HomeDigital EditionSys-Con RadioSearch Java Cd
Advanced Java AWT Book Reviews/Excerpts Client Server Corba Editorials Embedded Java Enterprise Java IDE's Industry Watch Integration Interviews Java Applet Java & Databases Java & Web Services Java Fundamentals Java Native Interface Java Servlets Java Beans J2ME Libraries .NET Object Orientation Observations/IMHO Product Reviews Scalability & Performance Security Server Side Source Code Straight Talking Swing Threads Using Java with others Wireless XML

One of the outstanding things about Java is that it facilitates building internationalized programs, programs that work in various languages and regions. Java has used Unicode as its internal character set since version 1.0. In Java 1.1 another important feature was introduced - an internationalization API.

Although the Java Internationalization API generally provides well-designed, object-oriented ways to internationalize an application, it may be a misnomer to call it an API because it's not a single class or package. Rather it's a set of loosely related classes scattered throughout several different packages. The many features and the relationships between them can be overwhelming, especially when you're trying to do something relatively straightforward and standard.

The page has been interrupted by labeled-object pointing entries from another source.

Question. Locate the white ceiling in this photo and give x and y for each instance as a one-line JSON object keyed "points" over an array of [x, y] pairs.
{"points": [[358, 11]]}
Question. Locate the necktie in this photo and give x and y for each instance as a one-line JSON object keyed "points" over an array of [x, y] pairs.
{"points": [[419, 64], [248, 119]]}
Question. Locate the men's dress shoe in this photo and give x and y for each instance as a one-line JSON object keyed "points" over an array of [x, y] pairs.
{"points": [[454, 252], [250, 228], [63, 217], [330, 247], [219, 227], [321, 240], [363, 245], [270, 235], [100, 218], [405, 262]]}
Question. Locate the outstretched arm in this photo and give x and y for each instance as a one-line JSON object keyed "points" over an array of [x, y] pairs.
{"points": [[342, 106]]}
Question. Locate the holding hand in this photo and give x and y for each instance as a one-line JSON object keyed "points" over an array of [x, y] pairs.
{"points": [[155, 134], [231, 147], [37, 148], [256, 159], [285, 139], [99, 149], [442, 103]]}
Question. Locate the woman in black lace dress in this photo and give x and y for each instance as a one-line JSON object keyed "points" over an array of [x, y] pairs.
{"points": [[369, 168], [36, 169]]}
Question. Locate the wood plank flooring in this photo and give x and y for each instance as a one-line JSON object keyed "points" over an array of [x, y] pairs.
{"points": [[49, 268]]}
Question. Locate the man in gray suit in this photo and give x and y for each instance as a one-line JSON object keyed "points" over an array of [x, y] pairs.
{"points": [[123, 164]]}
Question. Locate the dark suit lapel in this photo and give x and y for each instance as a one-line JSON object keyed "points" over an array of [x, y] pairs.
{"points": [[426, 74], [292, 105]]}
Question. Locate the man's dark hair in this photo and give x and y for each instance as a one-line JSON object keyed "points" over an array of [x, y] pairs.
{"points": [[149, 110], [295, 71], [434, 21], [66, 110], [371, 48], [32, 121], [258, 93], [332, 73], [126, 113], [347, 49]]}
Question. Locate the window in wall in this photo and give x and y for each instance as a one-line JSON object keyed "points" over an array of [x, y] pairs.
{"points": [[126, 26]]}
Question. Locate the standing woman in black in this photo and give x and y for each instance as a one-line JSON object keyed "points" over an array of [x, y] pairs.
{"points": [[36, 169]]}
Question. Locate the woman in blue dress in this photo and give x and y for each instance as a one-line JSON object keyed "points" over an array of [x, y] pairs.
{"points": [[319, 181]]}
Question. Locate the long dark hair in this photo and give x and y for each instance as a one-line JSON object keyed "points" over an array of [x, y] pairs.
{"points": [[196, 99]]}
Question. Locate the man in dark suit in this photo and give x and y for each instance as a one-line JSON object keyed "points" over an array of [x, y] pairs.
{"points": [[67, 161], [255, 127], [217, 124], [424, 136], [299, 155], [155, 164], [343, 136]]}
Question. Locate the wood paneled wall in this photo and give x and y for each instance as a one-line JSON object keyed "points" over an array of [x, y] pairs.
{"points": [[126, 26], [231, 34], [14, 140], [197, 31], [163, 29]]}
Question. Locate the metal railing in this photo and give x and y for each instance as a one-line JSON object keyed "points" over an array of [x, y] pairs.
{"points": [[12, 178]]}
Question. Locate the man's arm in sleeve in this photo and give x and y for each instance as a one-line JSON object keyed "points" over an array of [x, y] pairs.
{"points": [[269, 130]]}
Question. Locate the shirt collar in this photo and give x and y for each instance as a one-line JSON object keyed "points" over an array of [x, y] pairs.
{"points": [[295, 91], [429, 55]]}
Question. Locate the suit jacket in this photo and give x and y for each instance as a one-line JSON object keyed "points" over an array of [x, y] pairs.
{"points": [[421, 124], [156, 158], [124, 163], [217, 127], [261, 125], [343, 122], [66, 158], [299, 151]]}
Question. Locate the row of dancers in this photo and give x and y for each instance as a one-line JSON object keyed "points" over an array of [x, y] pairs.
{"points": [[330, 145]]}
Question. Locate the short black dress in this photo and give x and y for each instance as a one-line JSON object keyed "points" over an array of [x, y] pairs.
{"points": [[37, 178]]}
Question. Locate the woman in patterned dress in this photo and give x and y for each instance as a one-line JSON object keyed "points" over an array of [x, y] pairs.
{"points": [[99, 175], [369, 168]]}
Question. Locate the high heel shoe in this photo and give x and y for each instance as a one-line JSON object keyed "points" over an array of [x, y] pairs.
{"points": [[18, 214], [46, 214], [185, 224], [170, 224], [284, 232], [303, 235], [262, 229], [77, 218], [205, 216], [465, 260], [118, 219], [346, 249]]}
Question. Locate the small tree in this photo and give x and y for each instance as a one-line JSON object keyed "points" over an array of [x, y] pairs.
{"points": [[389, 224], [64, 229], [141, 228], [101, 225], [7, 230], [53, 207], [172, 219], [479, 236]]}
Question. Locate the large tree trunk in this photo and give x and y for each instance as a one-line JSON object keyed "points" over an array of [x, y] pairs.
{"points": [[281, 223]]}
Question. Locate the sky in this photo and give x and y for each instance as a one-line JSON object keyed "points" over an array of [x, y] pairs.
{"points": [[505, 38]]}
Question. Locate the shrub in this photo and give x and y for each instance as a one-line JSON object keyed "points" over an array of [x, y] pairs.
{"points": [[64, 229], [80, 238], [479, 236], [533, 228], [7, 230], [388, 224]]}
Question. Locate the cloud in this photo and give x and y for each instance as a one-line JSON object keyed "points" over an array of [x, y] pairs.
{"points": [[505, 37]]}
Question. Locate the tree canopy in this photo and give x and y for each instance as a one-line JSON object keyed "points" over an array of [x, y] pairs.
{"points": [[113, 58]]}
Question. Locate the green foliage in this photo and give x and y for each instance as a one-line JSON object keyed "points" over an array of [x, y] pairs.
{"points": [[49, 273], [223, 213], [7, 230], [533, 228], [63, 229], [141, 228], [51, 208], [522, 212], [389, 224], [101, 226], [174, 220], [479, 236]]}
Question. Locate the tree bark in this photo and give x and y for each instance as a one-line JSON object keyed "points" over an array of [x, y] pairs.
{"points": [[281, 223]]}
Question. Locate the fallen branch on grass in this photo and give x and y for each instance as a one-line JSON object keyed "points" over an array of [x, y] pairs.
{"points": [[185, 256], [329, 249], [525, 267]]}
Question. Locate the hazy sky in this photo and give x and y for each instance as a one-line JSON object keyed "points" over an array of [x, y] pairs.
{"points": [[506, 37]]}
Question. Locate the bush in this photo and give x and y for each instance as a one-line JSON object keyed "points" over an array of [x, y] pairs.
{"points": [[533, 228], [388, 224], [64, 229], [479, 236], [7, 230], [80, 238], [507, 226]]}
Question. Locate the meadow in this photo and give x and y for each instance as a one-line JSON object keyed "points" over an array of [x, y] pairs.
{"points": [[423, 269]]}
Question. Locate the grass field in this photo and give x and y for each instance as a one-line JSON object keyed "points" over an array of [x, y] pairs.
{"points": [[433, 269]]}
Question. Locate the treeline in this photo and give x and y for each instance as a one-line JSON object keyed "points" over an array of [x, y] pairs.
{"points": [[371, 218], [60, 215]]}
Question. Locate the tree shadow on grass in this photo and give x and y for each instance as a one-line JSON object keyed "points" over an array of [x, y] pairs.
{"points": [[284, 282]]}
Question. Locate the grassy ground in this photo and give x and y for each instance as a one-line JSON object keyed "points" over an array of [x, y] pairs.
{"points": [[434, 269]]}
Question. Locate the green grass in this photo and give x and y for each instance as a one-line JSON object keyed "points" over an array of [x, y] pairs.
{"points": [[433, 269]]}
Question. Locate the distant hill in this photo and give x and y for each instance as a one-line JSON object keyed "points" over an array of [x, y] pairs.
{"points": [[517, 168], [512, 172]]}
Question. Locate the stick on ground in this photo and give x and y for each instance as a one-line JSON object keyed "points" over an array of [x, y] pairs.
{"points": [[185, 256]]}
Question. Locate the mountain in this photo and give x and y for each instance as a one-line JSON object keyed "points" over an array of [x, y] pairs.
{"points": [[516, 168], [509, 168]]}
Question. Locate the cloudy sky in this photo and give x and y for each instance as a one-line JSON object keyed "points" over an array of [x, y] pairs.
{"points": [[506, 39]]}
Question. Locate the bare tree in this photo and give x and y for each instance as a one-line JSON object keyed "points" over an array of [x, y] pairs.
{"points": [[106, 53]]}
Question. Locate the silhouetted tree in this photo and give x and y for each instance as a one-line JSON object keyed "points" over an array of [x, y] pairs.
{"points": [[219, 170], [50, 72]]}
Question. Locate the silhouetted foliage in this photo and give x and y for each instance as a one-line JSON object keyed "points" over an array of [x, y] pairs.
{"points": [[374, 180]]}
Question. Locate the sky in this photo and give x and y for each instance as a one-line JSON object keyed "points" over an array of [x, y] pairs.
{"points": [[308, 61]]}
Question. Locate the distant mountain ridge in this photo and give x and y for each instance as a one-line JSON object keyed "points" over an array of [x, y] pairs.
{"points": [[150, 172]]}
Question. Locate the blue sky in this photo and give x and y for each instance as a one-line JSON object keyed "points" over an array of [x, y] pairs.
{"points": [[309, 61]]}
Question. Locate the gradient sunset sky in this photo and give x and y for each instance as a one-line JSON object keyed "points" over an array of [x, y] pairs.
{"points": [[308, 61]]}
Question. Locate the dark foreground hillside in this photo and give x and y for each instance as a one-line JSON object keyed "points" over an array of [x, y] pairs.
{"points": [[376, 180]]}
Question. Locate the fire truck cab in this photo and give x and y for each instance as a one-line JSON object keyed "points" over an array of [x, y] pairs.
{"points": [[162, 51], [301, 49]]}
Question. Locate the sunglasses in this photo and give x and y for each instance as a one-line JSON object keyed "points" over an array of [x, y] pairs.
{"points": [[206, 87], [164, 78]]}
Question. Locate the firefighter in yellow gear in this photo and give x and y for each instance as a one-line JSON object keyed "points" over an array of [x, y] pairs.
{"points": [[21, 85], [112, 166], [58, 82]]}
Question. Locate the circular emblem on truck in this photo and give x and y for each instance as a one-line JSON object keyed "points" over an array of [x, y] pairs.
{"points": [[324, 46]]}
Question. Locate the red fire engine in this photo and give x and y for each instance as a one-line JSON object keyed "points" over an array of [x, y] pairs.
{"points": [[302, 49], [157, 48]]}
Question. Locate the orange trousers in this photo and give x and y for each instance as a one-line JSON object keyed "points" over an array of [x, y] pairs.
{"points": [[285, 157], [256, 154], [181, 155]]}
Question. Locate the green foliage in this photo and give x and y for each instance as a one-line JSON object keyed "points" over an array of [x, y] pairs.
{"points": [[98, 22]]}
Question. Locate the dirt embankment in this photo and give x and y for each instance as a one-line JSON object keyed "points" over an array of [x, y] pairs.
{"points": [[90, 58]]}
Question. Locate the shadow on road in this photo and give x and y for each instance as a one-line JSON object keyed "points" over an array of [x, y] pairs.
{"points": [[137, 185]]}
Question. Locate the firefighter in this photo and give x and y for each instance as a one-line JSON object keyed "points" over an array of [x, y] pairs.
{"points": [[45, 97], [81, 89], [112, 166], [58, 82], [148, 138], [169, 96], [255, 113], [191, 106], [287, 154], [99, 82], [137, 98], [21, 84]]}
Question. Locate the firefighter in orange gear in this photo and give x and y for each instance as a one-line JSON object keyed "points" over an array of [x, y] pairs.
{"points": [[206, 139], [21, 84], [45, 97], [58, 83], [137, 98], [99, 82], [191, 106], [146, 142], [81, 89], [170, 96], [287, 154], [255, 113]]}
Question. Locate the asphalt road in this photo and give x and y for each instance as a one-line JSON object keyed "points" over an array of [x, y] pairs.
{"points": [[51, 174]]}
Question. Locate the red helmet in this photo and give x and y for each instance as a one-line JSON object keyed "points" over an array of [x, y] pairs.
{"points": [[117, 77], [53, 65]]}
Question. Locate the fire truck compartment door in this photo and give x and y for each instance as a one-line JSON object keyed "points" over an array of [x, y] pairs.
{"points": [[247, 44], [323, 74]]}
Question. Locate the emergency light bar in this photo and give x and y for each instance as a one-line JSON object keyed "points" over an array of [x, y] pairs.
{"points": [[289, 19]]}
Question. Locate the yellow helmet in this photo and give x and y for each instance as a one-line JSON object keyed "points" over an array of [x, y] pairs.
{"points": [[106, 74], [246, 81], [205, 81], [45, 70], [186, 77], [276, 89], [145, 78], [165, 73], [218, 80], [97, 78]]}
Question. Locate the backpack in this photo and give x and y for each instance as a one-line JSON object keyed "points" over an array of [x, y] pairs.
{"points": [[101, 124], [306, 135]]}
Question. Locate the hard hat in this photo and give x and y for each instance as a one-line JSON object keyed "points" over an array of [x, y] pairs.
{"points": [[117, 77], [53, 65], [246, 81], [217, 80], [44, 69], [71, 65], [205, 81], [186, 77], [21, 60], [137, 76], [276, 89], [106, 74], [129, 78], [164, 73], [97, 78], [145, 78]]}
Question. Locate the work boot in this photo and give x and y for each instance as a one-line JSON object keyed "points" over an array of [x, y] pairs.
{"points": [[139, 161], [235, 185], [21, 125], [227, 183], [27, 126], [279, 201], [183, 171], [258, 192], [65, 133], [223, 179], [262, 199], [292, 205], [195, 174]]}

This complexity can be tamed by using the Façade pattern. This pattern suggests that you create a simple interface for a complex set of functionality by creating one object that mediates access to another set of objects that are related in some complex way. This is a convenient way to implement the Java Internation- alization API.

Figure 1
Figure  1: II8nFacade Class overview

Internationalization and Localization
There are two aspects to producing globally enabled software. The first is internationalization (sometimes abbreviated i18n), which means producing software that doesn't have built-in assumptions about language and cultural conventions. This should first be considered in the design phase of a project.

The second is localization (l10n), which means adapting software to work in a specific language. This is usually done in parallel with software development for at least one language and later for additional languages.

Properly internationalized software can be localized easily, without reengineering, recoding, and recompiling, by someone who specializes in translation, not programming. Each localized version must still be tested, of course, but the scope of testing can be significantly more limited than a complete test of the entire application.

Locales
An internationalized Java application uses the concept of locale to select the language and set of cultural conventions to use at runtime. A locale typically consists of two parts: a language designation and a country designation. Java uses the two-letter codes from ISO-639 to designate language and the two-letter codes from ISO-3166 to designate country. Java optionally allows a third part, a variant, that allows support for dialects within a country, for example. Java notably uses a variant to provide support for the Euro.

The Façade Pattern The classes that we'll be using for Java internationalization generally have three things in common:

1. They have an abstract class with one or more factory methods to obtain concrete classes. The concrete classes are usually cast up to the abstract method, and we're unaware of what the actual concrete class is.
2. They usually depend on a locale for their behavior, normally specified when the factory method is called to obtain the concrete class.
3. They provide one or more methods with various options that provide the functionality we need, such as formatting a date according to the current locale's conventions or comparing two strings.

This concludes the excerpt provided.